The five-time NBA All-Star, four-time All-NBA First Team selection and four-time NBA scoring champion has another, even more significant accolade to add to his collection – NBA MVP. The NBA voters were emphatic in their selection of Durant as MVP, as the Thunder forward garnered 119 of the 124 possible first place votes.

In 2013-14, Durant was the most consistent, effective player in the NBA by working relentlessly on both ends of the court to improve his game, not just from last season, but even during the year as he led the Thunder to a 59-23 regular season mark, the second best record in the NBA.

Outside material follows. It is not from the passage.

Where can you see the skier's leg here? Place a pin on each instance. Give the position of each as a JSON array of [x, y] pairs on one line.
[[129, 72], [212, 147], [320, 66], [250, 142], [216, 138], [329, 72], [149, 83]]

This MVP award for Durant has been years in the making, as he has been a part of every minute of the Thunder's existence as a franchise. All of the work that he put in from the moment he entered the league through the Thunder's current playoff run has coalesced to not only help shape the player that he is today, but also set the internal standards for the Thunder organization on and off the court.

"To have someone like that in our organization, but also in our community is a great, great thing," Thunder General Manager Presti said of Durant. "It's certainly not something to be taken for granted."

In the gym and in the community, the seventh-year forward displays character, confidence and strength on an incredibly consistent basis throughout the entire year. Through adversity during the season, be it tough stretches for the team, injuries to Russell Westbrook, Thabo Sefolosha and Kendrick Perkins, or long road trips, Durant was always there for his teammates.

When the Thunder needed a boost on both offense or defense, Durant seemingly always had an answer with a steal, a tough bucket or a word of encouragement for his team. His determined approach ensured that even in dire circumstances during games, his teammates never felt like they were out of any game.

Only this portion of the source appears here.